Dirga Pov's
A month passed, while in Jakarta my life was not calm. Trying to keep yourself busy with work. But Camila's shadow just kept spinning in my memory. I feel so guilty about him. I shouldn't have run away like this. Running away from problems will never solve what has happened.
I thought it was just one. I want to calm down. I'm in a very difficult position. Must choose between a niece or a wife whose two I love very much.
But now that I have listened directly to Danu's explanation, I have steadily made up my mind.
Three weeks ago Danu called me. He returned to London. His business in Surabaya has been completed. Indeed the existence of Danu in Surabaya is to witness the marriage of his papa, Bumi Perkasa. I regretted not attending to see my sister remarry. When sister Bumi had her wedding, I was already here in Jakarta.
Flasback three weeks ago
" uncle I want to say goodbye." Danu's voice I heard on the phone.
" i have to go back to London tomorrow" Danu said.
" tomorrow?" ask me to make sure.
" yes. I'm sorry uncle. I'm......"
" why are you apologizing so much. It should be the uncle who apologizes. Because Uncle's guilty of you."
" uncle don't talk like that. You shouldn't feel guilty about me. These few days I've been pondering a lot and I think it might be true what Camila said. "
" Camila? " again I repeat Danu's words. Hearing Camila's word reflexively I became curious about what happened between Mila Dan Danu as long as I wasn't around.
" uncle.... I met Camila. Honestly, although I was a little disappointed with his decision, at least my heart was calm now."
" what do you mean Danu?"
" what Mila said about life, death, soul mate, sustenance is there that regulates everything is true. And maybe Mila wasn't my soul mate. But her soul mate is uncle. "

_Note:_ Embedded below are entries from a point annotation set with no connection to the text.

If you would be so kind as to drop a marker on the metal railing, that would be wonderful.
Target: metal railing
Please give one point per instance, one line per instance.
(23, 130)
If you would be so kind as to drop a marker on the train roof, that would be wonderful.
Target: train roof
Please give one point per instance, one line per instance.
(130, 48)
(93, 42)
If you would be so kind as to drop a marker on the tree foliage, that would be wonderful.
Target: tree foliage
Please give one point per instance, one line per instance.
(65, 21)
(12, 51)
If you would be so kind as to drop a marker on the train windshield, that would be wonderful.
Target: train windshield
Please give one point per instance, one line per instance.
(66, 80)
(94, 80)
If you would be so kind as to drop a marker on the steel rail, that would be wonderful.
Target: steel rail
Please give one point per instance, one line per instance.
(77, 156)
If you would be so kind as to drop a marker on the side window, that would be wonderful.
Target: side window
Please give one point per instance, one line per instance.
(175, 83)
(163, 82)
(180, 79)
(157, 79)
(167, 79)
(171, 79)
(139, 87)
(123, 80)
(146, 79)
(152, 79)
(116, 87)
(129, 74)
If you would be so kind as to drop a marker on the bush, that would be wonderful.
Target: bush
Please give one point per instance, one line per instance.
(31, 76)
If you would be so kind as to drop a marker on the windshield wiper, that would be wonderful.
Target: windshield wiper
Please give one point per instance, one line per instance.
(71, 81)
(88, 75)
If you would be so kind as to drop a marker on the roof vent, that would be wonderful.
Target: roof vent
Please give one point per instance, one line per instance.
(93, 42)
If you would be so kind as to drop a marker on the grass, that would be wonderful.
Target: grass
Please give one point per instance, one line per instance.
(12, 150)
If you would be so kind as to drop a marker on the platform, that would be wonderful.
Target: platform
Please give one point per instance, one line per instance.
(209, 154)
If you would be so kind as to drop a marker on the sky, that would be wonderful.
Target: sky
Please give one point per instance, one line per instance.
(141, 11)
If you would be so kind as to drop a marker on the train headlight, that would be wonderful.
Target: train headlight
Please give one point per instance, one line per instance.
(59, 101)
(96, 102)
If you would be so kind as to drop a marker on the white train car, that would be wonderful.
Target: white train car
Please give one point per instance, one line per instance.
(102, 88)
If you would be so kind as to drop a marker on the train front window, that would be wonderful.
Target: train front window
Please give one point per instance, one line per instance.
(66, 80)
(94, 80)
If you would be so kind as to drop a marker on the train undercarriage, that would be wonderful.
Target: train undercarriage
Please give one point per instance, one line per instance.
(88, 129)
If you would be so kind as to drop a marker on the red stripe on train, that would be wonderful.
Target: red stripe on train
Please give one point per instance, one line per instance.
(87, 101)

I was still silent trying to digest what Danu said.
" uncle. May I ask. "
" you want to ask what. "
" i should have asked you this since yesterday when Uncle was still here. But.... Maybe it's because I'm being too selfish to never think about what you're feeling."
" don't twist around Danu. Just tell me what you want to ask Uncle. "
" what uncle loves Camila? "
A word of silence came out of my mouth.
" with her silence uncle I can conclude that uncle loves Mila. And what you need to know, Mila also prefers to be my aunty rather than being in a relationship with me. So I guess uncle should have kept Mila."
" uncle, I realize love can't be forced. Although I have loved Mila for a long time but it turns out that Mila can not repay my love. Mila just thinks I'm her best friend no more. And Mila said even if Uncle divorced her Mila still wouldn't want to marry me. "
" Dan.... "
" i think Uncle could think about his plans again the other day. And I'm sorry for making Uncle feel worried. It wasn't supposed to leave Mila. Mila deserves to be happy. Danu beg uncle to make Mila happy."
" will not try as much as you can to make Mila happy. "
" thank you uncle. "
Tut's... Tut's.... Phone calls are cut off.
Flasback end
*******
Actually ever since Danu called me back then I've wanted to go straight to Surabaya and meet Mila. But I'm giving up my intentions. I'm too embarrassed to see Mila. However, I have hurt her heart and easily now I will retract my words the other day. I still can't see and meet him face to face.
What should I say to Mother if she asks. Can I face them. I'm sure Mila must have told them about the word divorce the other day.
I'm really sorry. But it happened and I was determined to apologize to Camila immediately.
I can't help myself anymore not seeing Camila. A few weeks with anxiety . I have decided to go home while going to Surabaya. Meet Mila and straighten out the problems.
****
Juanda Airport Surabaya
I quickly stepped out of the airport. My return this time no one knew it was Ferdy. I deliberately didn't tell Mama too Mila.
I decided to take an airport taxi to go home. It's not good that I asked Ferdy to pick me up. A month ago, when I forced Ferdy to take care of my departure to Jakarta, my assistant reminded me many times that it was true that I would leave.
And now it's only been a month that I can't wait to get home.
The day went up in the afternoon when the taxi I was riding split the streets that began to creep. I can't wait to see my mom, dad and especially Mila.
Brakk...
The sound of a loud bang along with the sound of a sea horn.
I don't know what happened when suddenly my body in the passenger seat bounced forward and hit the steering wheel. All I could feel right now was my head being so dizzy from the violent impact that had just occurred.
I was still conscious when the crowd started coming and I also felt my body being taken out of the taxi I was in. It seemed like my blood was dripping from my forehead and my body was in all pain. Gee whiz..... The taxi I was in had an accident. With the awareness that I still have trying to endure the pain in the head. The boisterous sounds of some people I could still hear but I was unable to open my eyes.